To summarise the story; doctors in Switzerland have managed to put an electrical implant into a patient's spinal chord. He has been paralysed below the waist for several years after a sports injury.
The implant can only be switched on for a few minutes at a time because it is painful. But the wonderful news for the patient is that the electrical simulation is giving him back the ability to walk. It is a slow and probably extremely expensive process but it is giving a life of movement back to a person. I'm not arguing with that. ( Well not here anyway)
What I am interested in is the reactions of the doctors.
In this electrical stimulation the damaged area of the spinal chord is somehow "bridged" allowing signals from the brain to reach the lower parts and legs and feet to enable walking. The thing that is surprising everyone apparently is that it is NOT ONLY the electrical stimulation that is helping but the actual movement of the legs that is "retrospectively" re-creating the conditions needed for connection between the brain and the legs. Put another way it is the movement of the legs that is actually preparing the neural pathways across the "broken" part of the spinal column.
It is amazing that this should be such a surprise to the doctors. Really. I say this because it is a clear example of what is now known as neuroplasticity. Moshe Feldenrkrais really was ahead of his time. I am realising this more, the more I practice. In Functional Integration, the hands-on version of the Feldenkrais Method, the practitioner moves the peripheral parts of the person (lets say the legs and feet) with great care, knowledge and sensitivity, to stimulate what has been lost in the brain (or the motor cortex, the part that organises movement).
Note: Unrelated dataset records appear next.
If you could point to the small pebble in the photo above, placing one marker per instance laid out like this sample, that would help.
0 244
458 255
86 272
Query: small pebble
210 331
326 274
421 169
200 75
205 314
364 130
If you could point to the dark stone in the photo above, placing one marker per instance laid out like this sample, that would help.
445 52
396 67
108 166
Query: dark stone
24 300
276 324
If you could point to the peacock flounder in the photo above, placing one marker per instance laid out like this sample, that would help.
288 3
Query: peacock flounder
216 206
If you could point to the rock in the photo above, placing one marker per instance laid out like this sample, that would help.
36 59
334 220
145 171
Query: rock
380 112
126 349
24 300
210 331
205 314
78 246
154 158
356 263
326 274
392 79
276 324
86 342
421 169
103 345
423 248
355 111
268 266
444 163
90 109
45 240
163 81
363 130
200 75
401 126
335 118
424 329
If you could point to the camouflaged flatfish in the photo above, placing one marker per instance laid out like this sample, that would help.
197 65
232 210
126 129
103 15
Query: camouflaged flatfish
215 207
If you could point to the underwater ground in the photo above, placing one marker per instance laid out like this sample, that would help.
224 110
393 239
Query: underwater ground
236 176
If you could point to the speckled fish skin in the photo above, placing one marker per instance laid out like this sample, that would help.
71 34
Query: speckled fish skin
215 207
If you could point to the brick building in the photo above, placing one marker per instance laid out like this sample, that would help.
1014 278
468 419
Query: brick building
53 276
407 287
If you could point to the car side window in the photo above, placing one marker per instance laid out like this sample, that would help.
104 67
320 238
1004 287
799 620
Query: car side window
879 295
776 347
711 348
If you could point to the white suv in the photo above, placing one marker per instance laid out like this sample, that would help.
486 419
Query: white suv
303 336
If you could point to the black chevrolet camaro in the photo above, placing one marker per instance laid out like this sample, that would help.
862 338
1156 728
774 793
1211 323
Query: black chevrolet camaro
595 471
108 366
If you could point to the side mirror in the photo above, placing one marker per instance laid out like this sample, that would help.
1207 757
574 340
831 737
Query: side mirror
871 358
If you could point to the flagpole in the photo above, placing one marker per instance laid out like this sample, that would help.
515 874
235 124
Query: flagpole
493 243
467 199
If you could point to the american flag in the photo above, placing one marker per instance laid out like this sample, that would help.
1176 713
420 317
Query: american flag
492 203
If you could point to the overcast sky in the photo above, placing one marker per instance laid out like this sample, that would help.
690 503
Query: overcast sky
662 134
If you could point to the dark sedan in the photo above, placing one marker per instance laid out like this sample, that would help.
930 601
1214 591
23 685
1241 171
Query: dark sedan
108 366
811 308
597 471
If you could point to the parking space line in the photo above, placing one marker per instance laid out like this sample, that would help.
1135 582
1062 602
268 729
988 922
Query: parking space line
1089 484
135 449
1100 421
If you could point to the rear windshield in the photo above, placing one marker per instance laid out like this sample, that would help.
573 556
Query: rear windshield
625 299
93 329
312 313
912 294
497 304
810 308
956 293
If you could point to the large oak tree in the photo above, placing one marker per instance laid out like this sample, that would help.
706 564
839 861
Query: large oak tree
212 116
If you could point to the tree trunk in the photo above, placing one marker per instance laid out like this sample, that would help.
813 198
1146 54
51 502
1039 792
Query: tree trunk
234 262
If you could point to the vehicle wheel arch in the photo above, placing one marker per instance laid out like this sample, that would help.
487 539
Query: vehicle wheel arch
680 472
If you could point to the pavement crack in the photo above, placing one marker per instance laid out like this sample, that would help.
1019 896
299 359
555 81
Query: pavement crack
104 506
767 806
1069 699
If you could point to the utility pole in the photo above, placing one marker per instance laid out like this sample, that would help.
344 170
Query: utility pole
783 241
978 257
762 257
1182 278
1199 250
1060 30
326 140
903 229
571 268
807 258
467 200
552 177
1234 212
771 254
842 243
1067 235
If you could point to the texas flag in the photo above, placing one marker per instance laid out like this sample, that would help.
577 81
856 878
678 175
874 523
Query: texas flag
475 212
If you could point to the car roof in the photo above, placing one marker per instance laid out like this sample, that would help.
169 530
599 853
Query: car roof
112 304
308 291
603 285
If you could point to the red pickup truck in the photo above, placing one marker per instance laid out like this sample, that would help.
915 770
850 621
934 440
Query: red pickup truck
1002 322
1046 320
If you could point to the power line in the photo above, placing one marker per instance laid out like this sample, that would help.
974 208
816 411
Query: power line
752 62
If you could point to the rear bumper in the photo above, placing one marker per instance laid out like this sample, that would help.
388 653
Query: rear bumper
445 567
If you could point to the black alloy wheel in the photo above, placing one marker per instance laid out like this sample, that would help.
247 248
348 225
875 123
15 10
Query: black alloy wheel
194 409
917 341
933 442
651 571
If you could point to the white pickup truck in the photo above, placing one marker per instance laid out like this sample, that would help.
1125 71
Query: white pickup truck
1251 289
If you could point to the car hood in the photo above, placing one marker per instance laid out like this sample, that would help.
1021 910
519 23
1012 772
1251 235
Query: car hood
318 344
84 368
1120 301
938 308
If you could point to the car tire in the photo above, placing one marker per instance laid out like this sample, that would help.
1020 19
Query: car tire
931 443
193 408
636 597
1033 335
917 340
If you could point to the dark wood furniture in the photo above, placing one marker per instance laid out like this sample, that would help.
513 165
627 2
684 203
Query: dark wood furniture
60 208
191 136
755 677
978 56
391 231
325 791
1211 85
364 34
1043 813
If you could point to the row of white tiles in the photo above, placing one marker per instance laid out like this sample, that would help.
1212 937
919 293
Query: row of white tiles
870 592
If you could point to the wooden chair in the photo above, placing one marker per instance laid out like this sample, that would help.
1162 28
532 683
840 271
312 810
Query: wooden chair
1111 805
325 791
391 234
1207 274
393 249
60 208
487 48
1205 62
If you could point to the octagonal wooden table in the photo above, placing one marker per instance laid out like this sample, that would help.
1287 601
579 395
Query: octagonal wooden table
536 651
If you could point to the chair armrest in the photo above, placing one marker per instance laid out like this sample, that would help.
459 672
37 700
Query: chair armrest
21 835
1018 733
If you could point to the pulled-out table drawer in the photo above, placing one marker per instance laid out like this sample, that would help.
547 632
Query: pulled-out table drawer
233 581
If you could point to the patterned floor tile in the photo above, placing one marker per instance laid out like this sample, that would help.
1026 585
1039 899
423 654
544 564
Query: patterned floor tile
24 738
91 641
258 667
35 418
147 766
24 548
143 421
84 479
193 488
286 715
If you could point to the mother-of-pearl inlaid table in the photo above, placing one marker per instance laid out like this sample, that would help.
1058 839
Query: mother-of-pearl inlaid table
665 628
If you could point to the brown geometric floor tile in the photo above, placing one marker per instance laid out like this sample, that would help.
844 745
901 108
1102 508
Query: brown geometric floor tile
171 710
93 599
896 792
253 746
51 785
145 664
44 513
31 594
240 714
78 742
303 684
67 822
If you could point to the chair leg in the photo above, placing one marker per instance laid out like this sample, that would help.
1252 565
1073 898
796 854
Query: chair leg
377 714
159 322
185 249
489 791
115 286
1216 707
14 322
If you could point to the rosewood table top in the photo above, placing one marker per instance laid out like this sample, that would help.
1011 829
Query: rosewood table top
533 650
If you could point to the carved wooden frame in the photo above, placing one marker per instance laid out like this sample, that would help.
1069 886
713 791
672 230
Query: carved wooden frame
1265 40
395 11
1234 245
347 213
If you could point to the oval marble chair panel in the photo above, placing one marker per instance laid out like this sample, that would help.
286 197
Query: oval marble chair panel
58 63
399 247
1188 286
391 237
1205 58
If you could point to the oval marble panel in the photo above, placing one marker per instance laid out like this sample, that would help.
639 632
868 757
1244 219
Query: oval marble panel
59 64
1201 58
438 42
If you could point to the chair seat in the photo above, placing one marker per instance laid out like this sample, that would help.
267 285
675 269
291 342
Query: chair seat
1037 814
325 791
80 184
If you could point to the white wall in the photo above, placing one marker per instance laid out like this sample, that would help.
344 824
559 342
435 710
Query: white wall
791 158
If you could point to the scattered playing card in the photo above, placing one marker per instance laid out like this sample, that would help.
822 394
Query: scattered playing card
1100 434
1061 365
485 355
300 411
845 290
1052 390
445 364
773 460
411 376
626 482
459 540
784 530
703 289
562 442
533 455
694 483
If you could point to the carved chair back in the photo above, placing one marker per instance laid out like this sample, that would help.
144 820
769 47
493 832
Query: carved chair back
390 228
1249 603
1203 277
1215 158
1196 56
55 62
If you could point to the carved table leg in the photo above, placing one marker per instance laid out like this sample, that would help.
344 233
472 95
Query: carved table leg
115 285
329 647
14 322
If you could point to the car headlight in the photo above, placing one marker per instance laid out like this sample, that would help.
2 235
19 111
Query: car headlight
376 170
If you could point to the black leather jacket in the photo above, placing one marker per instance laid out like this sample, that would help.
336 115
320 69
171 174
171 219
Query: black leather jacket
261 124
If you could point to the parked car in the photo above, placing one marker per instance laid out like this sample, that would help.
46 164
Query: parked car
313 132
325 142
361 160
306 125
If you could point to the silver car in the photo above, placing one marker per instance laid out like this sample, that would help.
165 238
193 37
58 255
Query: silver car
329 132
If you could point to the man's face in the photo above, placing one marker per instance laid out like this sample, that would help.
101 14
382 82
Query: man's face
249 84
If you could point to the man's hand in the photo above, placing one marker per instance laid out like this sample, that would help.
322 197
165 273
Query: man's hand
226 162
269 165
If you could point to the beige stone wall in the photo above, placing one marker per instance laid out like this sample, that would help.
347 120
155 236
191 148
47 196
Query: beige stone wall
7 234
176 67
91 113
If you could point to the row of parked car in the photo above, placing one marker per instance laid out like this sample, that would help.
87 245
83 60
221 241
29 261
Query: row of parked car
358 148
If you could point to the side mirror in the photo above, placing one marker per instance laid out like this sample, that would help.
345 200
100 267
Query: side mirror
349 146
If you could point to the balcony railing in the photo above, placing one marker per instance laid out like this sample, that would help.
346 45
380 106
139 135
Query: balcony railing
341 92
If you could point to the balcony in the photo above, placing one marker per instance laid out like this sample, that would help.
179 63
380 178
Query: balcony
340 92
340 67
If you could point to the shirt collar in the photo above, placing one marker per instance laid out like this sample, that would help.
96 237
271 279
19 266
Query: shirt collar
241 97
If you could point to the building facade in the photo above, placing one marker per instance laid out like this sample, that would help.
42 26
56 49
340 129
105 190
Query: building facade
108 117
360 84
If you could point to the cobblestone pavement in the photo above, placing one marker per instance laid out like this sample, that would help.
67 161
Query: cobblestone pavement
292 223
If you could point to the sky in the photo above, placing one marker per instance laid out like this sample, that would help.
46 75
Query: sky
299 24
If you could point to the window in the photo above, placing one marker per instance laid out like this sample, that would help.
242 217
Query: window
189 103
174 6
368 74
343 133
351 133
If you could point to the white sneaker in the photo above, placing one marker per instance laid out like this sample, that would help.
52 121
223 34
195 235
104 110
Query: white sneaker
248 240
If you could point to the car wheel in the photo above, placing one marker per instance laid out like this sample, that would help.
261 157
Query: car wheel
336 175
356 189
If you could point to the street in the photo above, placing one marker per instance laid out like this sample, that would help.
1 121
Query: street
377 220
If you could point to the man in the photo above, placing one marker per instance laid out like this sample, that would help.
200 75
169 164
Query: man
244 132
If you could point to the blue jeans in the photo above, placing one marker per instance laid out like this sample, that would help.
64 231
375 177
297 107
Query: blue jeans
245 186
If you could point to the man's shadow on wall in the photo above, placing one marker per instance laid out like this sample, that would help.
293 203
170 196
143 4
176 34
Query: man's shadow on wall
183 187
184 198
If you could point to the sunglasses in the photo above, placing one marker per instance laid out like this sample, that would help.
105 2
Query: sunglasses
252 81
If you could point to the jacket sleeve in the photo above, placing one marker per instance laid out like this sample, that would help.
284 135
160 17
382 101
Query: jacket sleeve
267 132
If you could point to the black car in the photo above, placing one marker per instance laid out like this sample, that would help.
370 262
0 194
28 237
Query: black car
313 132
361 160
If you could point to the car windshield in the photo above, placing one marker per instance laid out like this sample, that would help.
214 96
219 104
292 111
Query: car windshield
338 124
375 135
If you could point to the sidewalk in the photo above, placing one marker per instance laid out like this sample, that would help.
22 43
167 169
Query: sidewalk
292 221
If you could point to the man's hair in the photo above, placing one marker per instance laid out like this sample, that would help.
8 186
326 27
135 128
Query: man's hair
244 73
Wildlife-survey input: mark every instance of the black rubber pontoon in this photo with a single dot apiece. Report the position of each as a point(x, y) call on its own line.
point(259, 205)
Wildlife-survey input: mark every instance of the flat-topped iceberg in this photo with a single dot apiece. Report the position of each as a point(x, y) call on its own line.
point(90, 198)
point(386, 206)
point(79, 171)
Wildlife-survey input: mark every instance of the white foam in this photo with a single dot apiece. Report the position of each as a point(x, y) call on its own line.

Therefore, I have not the skill or the money to do these wonderful experiments with paralysed people that they are dong in Switzerland, but I am not surprised that a damaged spinal column can regrow. Its what we do, in a way, everyday in the Feldenkrais Method; rebuilding nervous connections from brain to body and body to brain.
It is still apparently counter-intuitive to think that you can work "backwards" for recovery of brain function, but the great Moshe Feldenkrais was doing this with sufferers of all sorts of brain impairment 70 years ago. There is a lovely quote in the article from the recovering man when he says that he is "attempting the impossible to make the possible possible"; it reminds of me of a great quote from Feldenkrais where he talks about making the "impossible possible and the possible beautiful". I am sure the man recovering in Switzerland would understand it.